Chef de mission zeer tevreden over eerste olympische week TeamNL: 'Meer goud dan verwacht'

Martijn Baars • 11:31, 14-02-2022 / Laatste Update: 07:42, 12-12-2023

Carl Verheijen, chef de mission van TeamNL in Peking, is dik tevreden na de eerste week van de Olympische Spelen. "Ik geef ons een 8+. We staan er goed voor. Ik denk dat we nergens een gouden medaille hebben laten liggen”, vertelt hij aan de NOS.

"Wat mij betreft hebben we zelfs 2 gouden medailles meer dan voorspeld. Bij de relay shorttrack van zondag verwachten mensen misschien goud, maar die had ik echt niet opgeschreven.”

Mooiste moment?

Om er een favoriet moment uit te kiezen, vindt de Woudenberger lastig. "Wat Suzanne Schulting doet is heel erg knap. Of als je Ireen Wüst ziet winnen, de beste olympiër ooit. En Irene Schouten, met zoveel overmacht, en Kjeld Nuis. Er zijn nu al zoveel mooie momenten in het team. Het is heel erg lastig om daar een moment uit te pikken.”

Bijzonder brons Bos

Ook het historische brons van Kimberley Bos bij het skeleton noemt Verheijen onvergetelijk. "Kimberley ken ik al wat langer. Ze was er 10 jaar geleden bij op de jeugd Olympische Spelen, waar ik toen chef was. Dan is het extra bijzonder dat je met elkaar zo’n medaille mag vieren.”

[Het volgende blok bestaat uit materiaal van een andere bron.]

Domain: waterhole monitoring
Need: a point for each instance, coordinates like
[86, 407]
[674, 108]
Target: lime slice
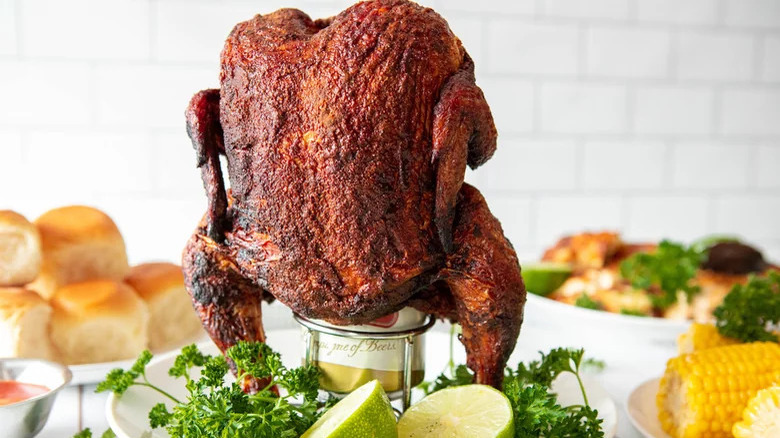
[477, 411]
[364, 412]
[543, 278]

Ploegenachtervolging zorgenkindje

Zorgenkindje lijkt voorlopig de ploegenachtervolging, waar Nederland bij zowel de vrouwen als de mannen in de kwartfinales een weinig overtuigende prestatie op het ijs legde. Met name Wüst, Schouten en Antoinette de Jong straalden in niets uit een hecht team te zijn. Dinsdag staan al de halve finales en finales op het programma.

'M'n handen jeuken soms'

Verheijen deed zelf als schaatser mee aan de ploegenachtervolging op de Olympische Spelen van 2006 in Turijn en is dus ervaringsdeskundige. "Soms jeuken mijn handen wel”, geeft hij toe. "Maar ik weet ook dat het in goede handen is. Hopelijk gaan we dinsdag 2 goede races zien en dan hoop ik ook op 2 finaleplekken.”